A team of researchers, affiliated with UNIST has identified a new intracellular trafficking pathway of phospholipids. This pathway serves as a tunnel through which lipids are transported at inter-organellar membrane contact sites (MCSs). The discovery has great significance in the study of human diseases associated with defects in phospholipid transport.
This study has been led by Professor Changwook Lee in the School of Life Sciences at UNIST. In the study, the research team has identified the trafficking mechanism of phospholipids that occurs at MCSs between the ER and mitochondria within eukaryotic cells that compose humans and other higher animals.
In addition to the nucleus, eukaryotic cells may contain several other types of organelles, including mitochondria, the ER, and lysosomes. These organelles exchange cellular materials through small sacs, known as transport vesicles and this is essential for cell survival.

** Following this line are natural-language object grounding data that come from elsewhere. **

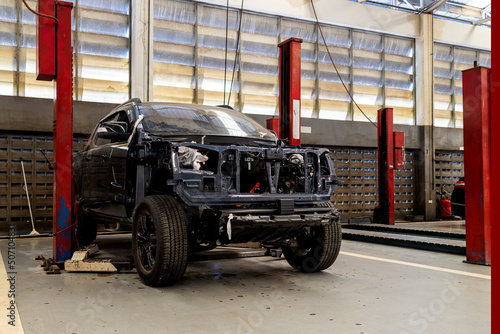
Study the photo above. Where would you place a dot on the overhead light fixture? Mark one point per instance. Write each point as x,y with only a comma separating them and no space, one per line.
479,3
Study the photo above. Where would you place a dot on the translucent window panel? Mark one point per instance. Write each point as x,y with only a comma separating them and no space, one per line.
103,51
443,85
259,64
464,60
367,75
334,101
174,52
28,85
213,68
8,42
113,6
399,79
485,59
307,32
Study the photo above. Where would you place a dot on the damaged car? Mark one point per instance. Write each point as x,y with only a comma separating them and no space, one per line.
188,178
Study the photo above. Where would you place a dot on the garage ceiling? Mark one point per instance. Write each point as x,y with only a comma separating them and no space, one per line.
477,12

However, new information about the nonvesicular lipid trafficking occurring at the ER-mitochondria MCS has caused researchers to carry out further research in this area.

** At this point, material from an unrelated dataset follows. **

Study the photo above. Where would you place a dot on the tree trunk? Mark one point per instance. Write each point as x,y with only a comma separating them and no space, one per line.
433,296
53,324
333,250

In the study, Professor Lee’s team has focused on the exchange of cellular materials between the ER and mitochondria, as these two organelles produce phospholipids without having vesicles during the exchange of materials. 
“Newly-synthesized phosphatidylserine (PS) is transported from the ER to mitochondria and subsequently decarboxylated to become phosphatidylethanolamine (PE) by the inner membrane-resident enzyme. This is then converted to phosphatidylcholine (PC) in the ER,” says Hanbin Jeong in the Combined M.S/Ph.D. of Life Sciences, the first author of the study. “Thus, phospholipid synthesis is important to transfer phospholipids between two spatially separated organelles.”
Thus, phospholipids must be transported from their sites of synthesis to the membranes of other organelles in some way. However, the details regarding the mechanism of the exchange of materials between these two organelles are still unknown.
The researchers found a solution in the ER-mitochondria encounter structure (ERMES) complex comprising the ER proteins Mmm1 and cytosolic Mdm12 and the mitochondria proteins Mdm34 and Mdm10.
“By analyzing the Mdm12/Mmm1 complex via X-ray crystallography, we have discovered a three-dimensional pathway structure, in which phospholipids, such as PS, PE, and PC are transported in between the ER and mitochondria,” says Professor Lee. “Such pathway, created by the combination of two proteins create hydrophobic environments and serves as a pathway for phospholipid transfer.”
“Our study, which reveals the structure and principle of phospholipid transport between the ER and mitochondria, would be a valuable resource to help understand the origin of life,” says Professor Lee. “This will provide a new theoretical foundation for the treatment of diseases associated with defects in phospholipid transport.”
The findings of the study have been published in the journal PNAS on October 25, 2017. This research was supported by the Cell Logistics Research Center, the Basic Research Program, and the Global Ph.D. Fellowship Program Grant from the National Research Foundation of Korea. This work was also supported by the Institute for Basic Science
Journal Reference
Hanbin Jeong, et al., “Crystal structures of Mmm1 and Mdm12–Mmm1 reveal mechanistic insight into phospholipid trafficking at ER-mitochondria contact sites,” (2017), PNAS.